New York, Feb 6, 2026, 20:05 (EST) — The market has closed.
- Snowflake shares jumped roughly 7.5% Friday, ending a three-day losing streak.
- The company’s been touting stricter “governed” AI tools lately, as investors weigh if these new models actually boost—or just squeeze—software budgets.
- All eyes on Feb. 25, when Snowflake drops its quarterly numbers.
Shares of Snowflake Inc (SNOW) jumped 7.5% Friday, closing at $168.43. The move followed a tough week that had seen the cloud data firm’s stock slide for several days.
This rebound is notable—software stocks have been on edge, and Snowflake is right at the center of the action. With fresh AI models and “agents” on the scene, worries are back: certain enterprise apps could get pinched, while more dollars move into data and infrastructure.
Snowflake’s stock is particularly twitchy, thanks to its pay-as-you-go setup. Usage can surge or drop fast—big projects kick in, or they freeze. Earnings are coming up later this month, and investors are puzzling over whether AI is actually driving up usage, or simply shifting what customers spend on. 1
Snowflake announced Feb. 5 that Anthropic’s Claude Opus 4.6 is now live on Snowflake Cortex AI, its feature for deploying large language models on secure enterprise data. Users can run text and code generation directly through Cortex AI. 2
Friday’s bounce offered some relief, but the stock remains roughly 12% lower since Feb. 2. Shares tumbled from $190.68 to $156.71 in just three sessions, then managed to recover part of those losses. 3
Thursday’s reveal of Anthropic’s improved Claude model gave software stocks another jolt, fueling persistent worries that AI could sideline the old guard. “The goal,” Anthropic’s Scott White said, “was to connect AI to existing tools to get more value out of those tools.” 4
Snowflake CEO Sridhar Ramaswamy is making a case for governance, saying that eye-catching coding agents don’t hold up in regulated environments. “Coding agents tend to break down when they’re introduced to complex enterprise constraints like regulated data, fine-grained access controls, and audit requirements,” he told Fast Company. 5
Investors are focused on one thing: whether Snowflake’s AI features actually drive more usage on the platform—without slashing prices too deeply. The stock’s been acting as a real-time gauge of that bet.

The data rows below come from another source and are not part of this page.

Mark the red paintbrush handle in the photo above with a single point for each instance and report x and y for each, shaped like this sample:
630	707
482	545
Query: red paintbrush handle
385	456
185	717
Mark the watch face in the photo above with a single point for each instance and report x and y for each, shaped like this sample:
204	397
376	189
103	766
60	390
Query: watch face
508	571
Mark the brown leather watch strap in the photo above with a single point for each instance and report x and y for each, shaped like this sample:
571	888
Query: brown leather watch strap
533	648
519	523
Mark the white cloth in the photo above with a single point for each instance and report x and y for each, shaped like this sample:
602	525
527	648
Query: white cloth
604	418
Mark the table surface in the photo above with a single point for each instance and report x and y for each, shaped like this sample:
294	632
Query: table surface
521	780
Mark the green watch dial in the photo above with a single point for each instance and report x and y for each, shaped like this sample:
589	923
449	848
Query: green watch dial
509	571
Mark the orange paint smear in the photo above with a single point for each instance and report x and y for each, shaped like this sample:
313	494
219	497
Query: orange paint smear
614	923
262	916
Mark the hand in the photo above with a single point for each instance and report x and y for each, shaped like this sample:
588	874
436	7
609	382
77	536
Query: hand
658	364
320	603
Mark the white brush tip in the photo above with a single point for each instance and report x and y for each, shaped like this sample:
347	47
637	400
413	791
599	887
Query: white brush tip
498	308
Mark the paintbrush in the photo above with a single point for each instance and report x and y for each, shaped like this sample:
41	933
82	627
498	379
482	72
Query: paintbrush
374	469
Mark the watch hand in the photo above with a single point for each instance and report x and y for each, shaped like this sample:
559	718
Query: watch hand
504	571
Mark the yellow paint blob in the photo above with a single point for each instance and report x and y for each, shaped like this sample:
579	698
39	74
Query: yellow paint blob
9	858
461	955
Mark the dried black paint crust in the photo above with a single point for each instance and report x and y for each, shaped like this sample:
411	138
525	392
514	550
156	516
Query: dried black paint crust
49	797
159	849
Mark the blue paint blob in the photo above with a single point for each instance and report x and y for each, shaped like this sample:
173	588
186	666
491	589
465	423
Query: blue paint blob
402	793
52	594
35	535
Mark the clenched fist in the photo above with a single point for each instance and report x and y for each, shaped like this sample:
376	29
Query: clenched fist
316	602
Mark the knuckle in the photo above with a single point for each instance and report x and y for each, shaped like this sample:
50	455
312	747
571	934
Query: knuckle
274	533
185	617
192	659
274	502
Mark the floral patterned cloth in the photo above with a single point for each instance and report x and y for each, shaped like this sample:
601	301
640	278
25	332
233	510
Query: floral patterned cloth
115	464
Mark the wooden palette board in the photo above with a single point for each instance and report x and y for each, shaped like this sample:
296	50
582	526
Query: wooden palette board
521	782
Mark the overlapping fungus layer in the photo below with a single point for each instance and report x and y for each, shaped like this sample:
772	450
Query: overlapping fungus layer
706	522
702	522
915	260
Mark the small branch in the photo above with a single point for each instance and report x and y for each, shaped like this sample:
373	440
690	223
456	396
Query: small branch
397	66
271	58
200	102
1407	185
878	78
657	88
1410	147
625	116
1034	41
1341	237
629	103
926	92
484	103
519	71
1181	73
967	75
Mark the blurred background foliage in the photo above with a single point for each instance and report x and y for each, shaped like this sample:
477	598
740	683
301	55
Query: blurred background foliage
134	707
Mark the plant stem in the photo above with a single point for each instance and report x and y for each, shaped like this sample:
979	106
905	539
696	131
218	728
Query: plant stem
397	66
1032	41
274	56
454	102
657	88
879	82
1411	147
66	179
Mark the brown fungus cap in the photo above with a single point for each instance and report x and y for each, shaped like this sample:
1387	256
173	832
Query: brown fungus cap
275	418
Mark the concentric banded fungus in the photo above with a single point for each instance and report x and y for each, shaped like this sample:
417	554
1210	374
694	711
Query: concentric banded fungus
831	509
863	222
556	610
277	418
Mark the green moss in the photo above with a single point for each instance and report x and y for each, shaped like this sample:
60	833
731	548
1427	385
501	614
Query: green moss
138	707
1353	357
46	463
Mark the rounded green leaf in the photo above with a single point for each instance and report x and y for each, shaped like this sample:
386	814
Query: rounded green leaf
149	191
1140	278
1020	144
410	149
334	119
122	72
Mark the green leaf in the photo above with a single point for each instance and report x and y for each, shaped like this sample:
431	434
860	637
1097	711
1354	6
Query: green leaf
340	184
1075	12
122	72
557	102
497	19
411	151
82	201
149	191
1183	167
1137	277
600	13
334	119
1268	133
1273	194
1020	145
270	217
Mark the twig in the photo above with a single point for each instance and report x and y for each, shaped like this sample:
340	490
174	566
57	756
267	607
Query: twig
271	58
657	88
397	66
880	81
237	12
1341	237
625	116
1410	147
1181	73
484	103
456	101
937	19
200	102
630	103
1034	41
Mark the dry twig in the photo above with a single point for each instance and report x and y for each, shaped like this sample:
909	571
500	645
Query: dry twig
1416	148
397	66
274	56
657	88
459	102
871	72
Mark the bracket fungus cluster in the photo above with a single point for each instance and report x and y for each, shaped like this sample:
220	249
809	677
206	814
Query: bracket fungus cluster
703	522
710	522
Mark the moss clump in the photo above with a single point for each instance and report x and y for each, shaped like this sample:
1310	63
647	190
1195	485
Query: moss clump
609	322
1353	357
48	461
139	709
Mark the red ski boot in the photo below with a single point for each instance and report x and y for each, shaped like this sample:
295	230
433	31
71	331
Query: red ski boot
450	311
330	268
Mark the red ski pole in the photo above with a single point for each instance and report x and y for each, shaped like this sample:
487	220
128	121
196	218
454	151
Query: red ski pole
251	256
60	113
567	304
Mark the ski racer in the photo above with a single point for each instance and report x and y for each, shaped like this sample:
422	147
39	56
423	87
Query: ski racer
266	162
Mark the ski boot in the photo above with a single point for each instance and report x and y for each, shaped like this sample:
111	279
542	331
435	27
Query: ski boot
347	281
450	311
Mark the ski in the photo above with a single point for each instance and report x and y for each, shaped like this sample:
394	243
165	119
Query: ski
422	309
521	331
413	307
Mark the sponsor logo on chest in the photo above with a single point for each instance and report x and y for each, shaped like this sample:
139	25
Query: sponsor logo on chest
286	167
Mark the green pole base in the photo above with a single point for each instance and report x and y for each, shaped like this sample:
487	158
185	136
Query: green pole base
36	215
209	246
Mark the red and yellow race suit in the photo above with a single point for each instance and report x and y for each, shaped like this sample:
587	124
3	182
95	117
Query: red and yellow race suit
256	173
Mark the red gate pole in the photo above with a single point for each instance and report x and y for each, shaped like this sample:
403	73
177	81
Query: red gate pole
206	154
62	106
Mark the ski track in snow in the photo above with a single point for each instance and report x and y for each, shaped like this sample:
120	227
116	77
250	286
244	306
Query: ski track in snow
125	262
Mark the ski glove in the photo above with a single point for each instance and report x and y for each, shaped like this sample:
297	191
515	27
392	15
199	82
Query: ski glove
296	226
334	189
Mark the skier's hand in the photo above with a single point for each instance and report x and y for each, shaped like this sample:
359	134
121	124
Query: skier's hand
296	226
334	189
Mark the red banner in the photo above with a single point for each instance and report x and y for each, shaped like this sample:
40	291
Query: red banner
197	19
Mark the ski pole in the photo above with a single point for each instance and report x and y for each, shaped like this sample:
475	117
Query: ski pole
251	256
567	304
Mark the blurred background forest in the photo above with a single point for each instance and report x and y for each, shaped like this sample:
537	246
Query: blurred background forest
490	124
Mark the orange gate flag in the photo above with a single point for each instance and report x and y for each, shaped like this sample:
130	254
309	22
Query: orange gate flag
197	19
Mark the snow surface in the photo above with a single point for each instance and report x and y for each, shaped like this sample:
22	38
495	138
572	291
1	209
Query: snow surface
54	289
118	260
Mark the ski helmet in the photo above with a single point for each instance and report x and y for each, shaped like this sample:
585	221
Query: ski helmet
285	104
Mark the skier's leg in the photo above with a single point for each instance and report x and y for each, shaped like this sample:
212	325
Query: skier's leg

The core issue? Guidance. Snowflake shares took a hit in December, sliding after the company predicted slower product revenue growth for the quarter and flagged that discounts on big, multi-year contracts were weighing on outlook. 6
U.S. markets stay closed until Monday, leaving traders eyeing Friday’s bounce to see if it sticks when trading resumes. After a turbulent week, attention is on the software group. For SNOW, any new signal about enterprise tech budgets could trigger swift moves.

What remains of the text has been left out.